I was going to write about working without wearing any pants, and how pantsless careers are sort of ideal, but instead I am going to offer some thoughts on death and dying.
Most of my mornings begin like this: the low-impact sport of serving up espresso drinks at my daughter’s school followed by a cool down period of errands on the way home. Sometimes, since this is Los Angeles and there is always a bit of traffic to contend with, I have time for a phone conversation or to catch up on my quota of NPR. The ride home also gives me time to ruminate on important issues and subjects for my blog. Sometimes a conversation sparks a new thought process, twists the direction I had planned on going or otherwise derails what would have been a perfectly good fluff piece. By way of example, I recently conversed with my mother about my father’s final days, thus running the train of intention for this post completely off the rails.
It had started innocently enough, as these things often do. Kind of like, “Hi, Mom — do you remember if Dad wore pants when he worked? No, I am aware that he wore them at the office, of course; he was a respected attorney for goodness sake.” And then it would have inevitably shifted direction to something along the lines of, “What about when he was getting really feeble toward the end there, with all the pain and the weakness? Did he ever just shine the pants then? I mean, what would be the point of pants?” My mother had to live with him through the last months of his life, watching his physical and emotional decline; both of them, I imagine, felt powerless.
My father was terrified. A man who had never shown any religious inclination as long as I had known him (in spite of his best efforts at taking us to several churches when I was a little kid) now found himself facing a spiritual crisis. I don’t think he ever believed in the power of prayer, but my mother found him on several occasions, on his knees and pleading with either God or the ceiling to end his suffering. This story resonates with me for a number of reasons. On the obvious, surface level, his desperation makes me deeply sad. The fact that he was so frightened about death and yet so physically uncomfortable that living was torturous seems profoundly unfair to me.
For a long time, I have been planning on writing about end-of-life issues. I want to be able to choose when I die. Rather, I want to be able to be able to choose when I die — I’m not certain that I will want to pick the date and hour, but I do believe that it is something of an essential right that we should have. I’m not talking about suicide because of depression or anger or some passionate or passing response. But in cases of terminal illness, the onset of dementia, the gradual shutting down of one’s mental or physical self, it seems justifiable that suffering could be abated and a life ended with dignity by giving that control to the individual without penalty. As it stands now in most states across this nation, ending one’s own life just a few weeks or months earlier than would naturally happen (and perhaps a few expensive months longer than one might be “kept alive” artificially), would forfeit payouts from life insurance or potentially affect other benefits for surviving family members. I wonder, often, what my father would have done had he been given the means, rather than crying to a God he most certainly never believed in.

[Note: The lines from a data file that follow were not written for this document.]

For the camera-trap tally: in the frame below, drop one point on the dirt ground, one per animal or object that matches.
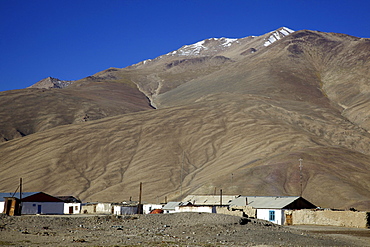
(181, 229)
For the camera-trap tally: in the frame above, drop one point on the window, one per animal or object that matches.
(271, 215)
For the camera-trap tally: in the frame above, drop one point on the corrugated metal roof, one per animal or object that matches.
(209, 199)
(277, 202)
(17, 195)
(173, 205)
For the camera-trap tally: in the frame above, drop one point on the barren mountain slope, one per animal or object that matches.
(237, 118)
(27, 111)
(243, 144)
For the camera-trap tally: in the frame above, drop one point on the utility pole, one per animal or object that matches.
(182, 168)
(139, 206)
(300, 175)
(20, 196)
(221, 197)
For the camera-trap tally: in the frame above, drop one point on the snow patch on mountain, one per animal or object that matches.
(213, 44)
(278, 34)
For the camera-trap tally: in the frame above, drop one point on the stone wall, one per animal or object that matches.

At the very end, my father went quietly, in his sleep, under a heavy dose of morphine administered as he lay in a hospice facility. He had not spoken for several days, not since I told him on the phone that I would see him in a week, expecting he would hold on until my visit. My aunt had just arrived to spend some time with my mother; they said a few words to him as he slept, probably something about going out for lunch. By the time they were in the parking structure, he was “gone.” We quickly devised our own mythology about how my father had held out until my aunt arrived so that my mother could be with her sister rather than being alone when he died. It was a comforting story. I’ve told it often.
We tell stories to cope with grief. This is why so many people talk about loved ones being “at peace” or “in a better place,” or talk about seeing them again in some flavor of the Afterlife. We tell stories to make the dead seem heroic in their final moments, going bravely or selflessly. We tell stories about whatever makes us feel better, but that is to be expected, especially in our culture that has such a willful denial about death being a natural part of our existence.

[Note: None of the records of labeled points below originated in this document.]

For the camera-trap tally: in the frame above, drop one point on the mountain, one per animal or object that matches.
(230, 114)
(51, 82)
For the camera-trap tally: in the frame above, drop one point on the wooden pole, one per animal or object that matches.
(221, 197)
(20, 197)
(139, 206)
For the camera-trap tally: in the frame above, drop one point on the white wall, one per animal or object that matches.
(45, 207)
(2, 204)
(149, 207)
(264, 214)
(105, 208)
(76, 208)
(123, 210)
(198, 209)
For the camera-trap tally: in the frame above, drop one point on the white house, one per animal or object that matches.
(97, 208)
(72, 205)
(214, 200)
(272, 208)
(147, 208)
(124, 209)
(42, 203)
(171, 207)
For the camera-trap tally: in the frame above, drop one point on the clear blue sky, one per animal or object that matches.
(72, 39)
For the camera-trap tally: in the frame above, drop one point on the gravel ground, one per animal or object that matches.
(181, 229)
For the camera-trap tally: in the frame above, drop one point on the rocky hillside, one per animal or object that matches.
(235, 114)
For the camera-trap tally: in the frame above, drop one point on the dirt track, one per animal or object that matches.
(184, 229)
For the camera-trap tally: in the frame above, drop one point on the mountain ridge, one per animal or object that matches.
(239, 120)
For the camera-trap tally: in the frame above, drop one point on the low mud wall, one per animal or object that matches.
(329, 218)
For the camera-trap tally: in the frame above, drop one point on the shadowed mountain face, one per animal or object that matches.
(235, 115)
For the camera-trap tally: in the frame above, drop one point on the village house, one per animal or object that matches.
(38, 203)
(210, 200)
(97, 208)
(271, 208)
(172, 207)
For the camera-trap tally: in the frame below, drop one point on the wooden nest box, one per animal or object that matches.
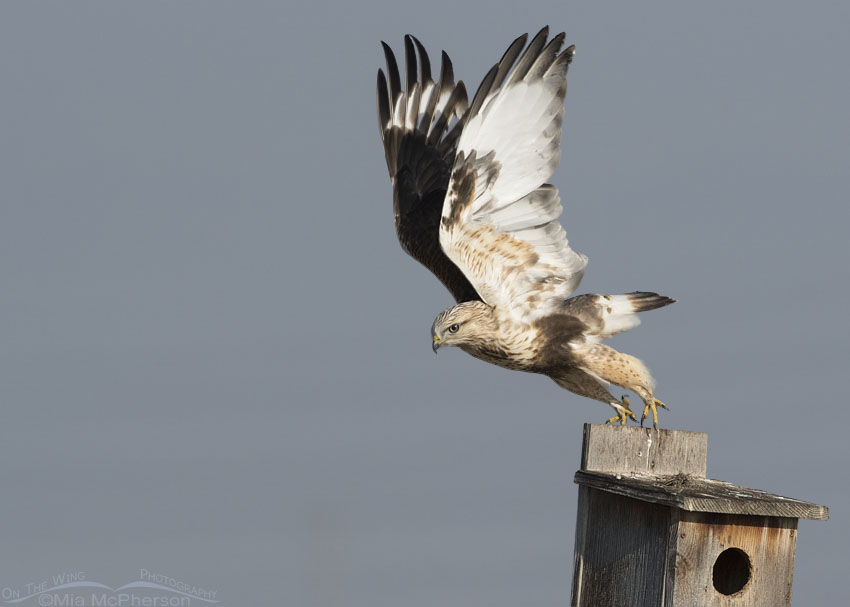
(653, 531)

Next to birth, death is the singularly most natural part of life. We have a beginning and we have an end. The middle part, our individual stories, that is where we write the meaning into our lives, all those things between the two absolutes. We are born. We die. Culturally, everyone is ready to celebrate the first part, the beginning — but our sick, our infirm, our dying, these people are hidden away, rarely talked about, ignored or marginalized, often placed in specialized homes, hospitals, hospices, care centers or another manifestation of the business of human decline. We treat death with fear, loathing, anger, bitterness, sadness; it is rare to find people who are simply okay with it, in spite of thousands of years of various cultures treating death as what it is: the end of a vessel, the body to be returned to nature since it no longer has any useful function. Some cultures continue to treat the deceased as a part of society, always there with the family, if perhaps only symbolically. But here in the West, we either cling and mourn and refuse to recover from the loss or we tuck away the feelings secretively and move along, perhaps struggling to understand “why” for months or years.

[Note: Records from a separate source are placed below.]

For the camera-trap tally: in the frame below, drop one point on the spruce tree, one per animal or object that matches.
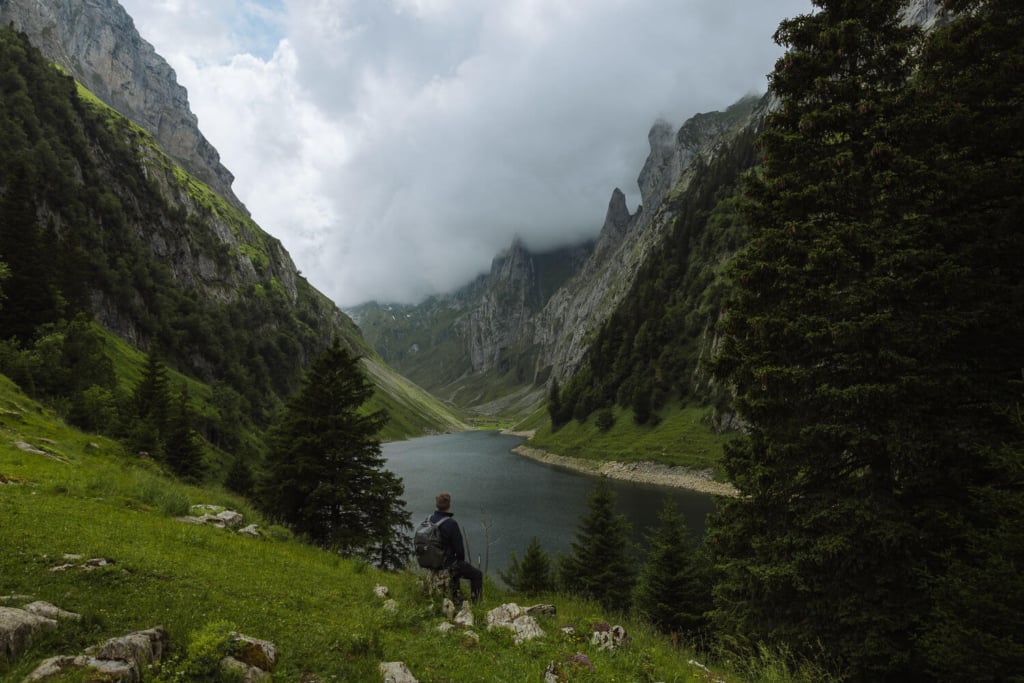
(674, 588)
(534, 574)
(325, 474)
(873, 343)
(600, 563)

Western religions may shoulder part of the blame for our unhealthy repulsion from death. After all, they set up systems of potential punishment that we may not be allowed to fully understand. What if we doubt at the last? Will we be forbidden from Paradise because of a momentary but ill-timed lapse of faith? Will the rules be as capricious as they appear in the literature? Will years of self-righteousness be recognized at the end for the hypocrisy they represent? More than that, religions tell us what to believe, give us order and rules, but then offer ceremonies to separate the dead from the living, to put the body away.
Culturally, we are very good at putting the body away. Typically, the deceased are whisked off to be autopsied or embalmed and then only brought out to show briefly, in a box, before again being put away. Bodies are then cremated or buried underground or locked behind thick concrete walls. We weep, wail or sit silently. But we rarely use the word, “dead.”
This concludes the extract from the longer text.